Dans la longue liste des personnalités qui ont marqué la Seine-Maritime, et Rouen en particulier, Marcel Duchamp fait figure de trublion. Artiste complet et incisif, insatiable provocateur, il cultiva à loisirs le goût de la parodie, à rebours de tous les académismes.
Artiste culte aux États-Unis où il résida une partie de sa vie, Marcel Duchamp est désormais aussi reconnu sur sa terre natale comme un des pères fondateurs de l’art contemporain, et pas seulement par les Duchampiens. Né en 1887 à Blainville-Crevon, initié à l’art par un grand-père artiste, le jeune Marcel grandit entouré de six frères et sœurs et il n’est pas le seul à avoir du talent : ses deux frères Raymond et Gaston (futur Jacques Villon) et sa sœur Suzanne deviendront eux aussi des artistes accomplis. Très vite, pourtant, Marcel Duchamp occupe une place à part. Proche des mouvements dada puis surréaliste, ce touche-à-tout est doué d’une imagination fertile qui le pousse à prendre ses distances d’avec tous les courants artistiques. Il préfère adopter une posture de chercheur, toujours prêt à tenter de nouvelles expériences, quitte à brouiller les repères. Dès les années 20, il s’invente même un double féminin Rrose Sélavy, traduisez, « Eros, c’est la vie ». Plusieurs œuvres marquantes vont émailler sa vie d’artiste, depuis le Nu descendant un escalier encore influencé par le cubisme au projet du Grand verre, resté inachevé en passant par la Joconde à moustache (L.H.O.O.Q, 1919). En 1917, sa Fontaine, simple urinoir renversé et érigé en art, fait scandale. Dans un monde en pleine transformation, Marcel Duchamp s’intéresse aux objets du quotidien et peu à peu affine son concept du ready-made. Ces objets « tout faits » qui accèdent au statut d’œuvre par la seule volonté de l’artiste, révolutionnent ainsi la démarche artistique.

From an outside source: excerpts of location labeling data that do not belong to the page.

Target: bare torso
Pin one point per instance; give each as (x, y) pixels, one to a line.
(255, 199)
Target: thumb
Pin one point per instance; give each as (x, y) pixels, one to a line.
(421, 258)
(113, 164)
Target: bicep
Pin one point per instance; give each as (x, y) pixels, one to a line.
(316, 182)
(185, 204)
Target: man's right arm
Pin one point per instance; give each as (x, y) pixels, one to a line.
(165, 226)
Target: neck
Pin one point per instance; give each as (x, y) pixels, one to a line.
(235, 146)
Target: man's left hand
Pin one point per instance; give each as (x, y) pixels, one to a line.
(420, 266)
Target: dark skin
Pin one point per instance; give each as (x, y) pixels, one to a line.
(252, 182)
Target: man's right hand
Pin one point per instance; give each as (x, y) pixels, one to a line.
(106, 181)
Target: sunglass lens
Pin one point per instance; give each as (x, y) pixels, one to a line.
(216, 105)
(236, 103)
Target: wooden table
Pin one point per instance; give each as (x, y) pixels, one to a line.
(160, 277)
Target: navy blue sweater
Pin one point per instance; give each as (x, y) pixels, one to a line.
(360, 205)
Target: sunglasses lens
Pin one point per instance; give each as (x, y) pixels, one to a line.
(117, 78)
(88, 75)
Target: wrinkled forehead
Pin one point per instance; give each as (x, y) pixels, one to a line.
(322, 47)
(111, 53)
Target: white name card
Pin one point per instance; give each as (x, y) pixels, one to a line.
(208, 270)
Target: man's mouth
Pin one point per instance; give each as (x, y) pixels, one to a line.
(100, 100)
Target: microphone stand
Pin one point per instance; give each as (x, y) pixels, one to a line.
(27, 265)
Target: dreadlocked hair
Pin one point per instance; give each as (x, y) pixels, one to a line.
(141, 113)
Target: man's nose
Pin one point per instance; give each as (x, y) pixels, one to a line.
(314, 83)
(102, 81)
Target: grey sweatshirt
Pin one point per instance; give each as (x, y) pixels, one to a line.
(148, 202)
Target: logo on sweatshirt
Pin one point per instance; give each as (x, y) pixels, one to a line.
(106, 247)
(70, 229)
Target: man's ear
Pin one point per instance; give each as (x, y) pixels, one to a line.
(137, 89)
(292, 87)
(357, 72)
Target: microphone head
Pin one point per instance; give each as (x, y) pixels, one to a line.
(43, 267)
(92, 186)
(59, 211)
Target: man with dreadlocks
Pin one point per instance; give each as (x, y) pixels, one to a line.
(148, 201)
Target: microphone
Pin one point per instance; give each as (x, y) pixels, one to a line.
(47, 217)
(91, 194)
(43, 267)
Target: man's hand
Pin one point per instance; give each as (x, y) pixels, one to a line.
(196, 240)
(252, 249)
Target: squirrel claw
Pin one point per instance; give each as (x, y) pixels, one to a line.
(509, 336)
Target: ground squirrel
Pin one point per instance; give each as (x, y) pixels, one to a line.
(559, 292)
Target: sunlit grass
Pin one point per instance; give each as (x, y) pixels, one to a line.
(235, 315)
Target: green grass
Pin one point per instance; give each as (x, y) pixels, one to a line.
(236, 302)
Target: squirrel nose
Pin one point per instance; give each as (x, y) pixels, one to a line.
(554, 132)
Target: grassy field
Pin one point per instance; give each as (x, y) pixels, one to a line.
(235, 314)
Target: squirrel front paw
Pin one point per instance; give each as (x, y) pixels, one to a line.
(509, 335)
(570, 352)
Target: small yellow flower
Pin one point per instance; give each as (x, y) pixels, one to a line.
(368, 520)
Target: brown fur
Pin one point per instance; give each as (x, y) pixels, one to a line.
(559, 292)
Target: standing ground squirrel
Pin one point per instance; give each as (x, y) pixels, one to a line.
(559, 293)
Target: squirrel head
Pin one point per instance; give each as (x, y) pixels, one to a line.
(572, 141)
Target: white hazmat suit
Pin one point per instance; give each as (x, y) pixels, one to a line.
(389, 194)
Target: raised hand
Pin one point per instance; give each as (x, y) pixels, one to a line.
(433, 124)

Personnage iconoclaste, autant adulé que critiqué, Marcel Duchamp reste finalement peu célébré dans sa ville de Rouen ; et cependant, plus de 50 ans après sa mort en 1968, son esprit libre et facétieux y rôde toujours : au musée des Beaux-Arts où une salle lui est consacrée, à la Brasserie Paul où il avait coutume de s’installer pour jouer aux échecs, devant la demeure familiale au 71 de la rue Jeanne d’Arc. « D’ailleurs, c’est toujours les autres qui meurent » dit l’épitaphe gravée sur sa tombe au cimetière monumental sur les hauteurs de la ville. Il avait sans doute raison : en regardant plus attentivement la plaque posée en hommage à la famille Duchamp sur la façade de la rue Jeanne d’Arc, toutes les dates de décès de ses frères et sœur sont mentionnées, sauf une, celle de Marcel.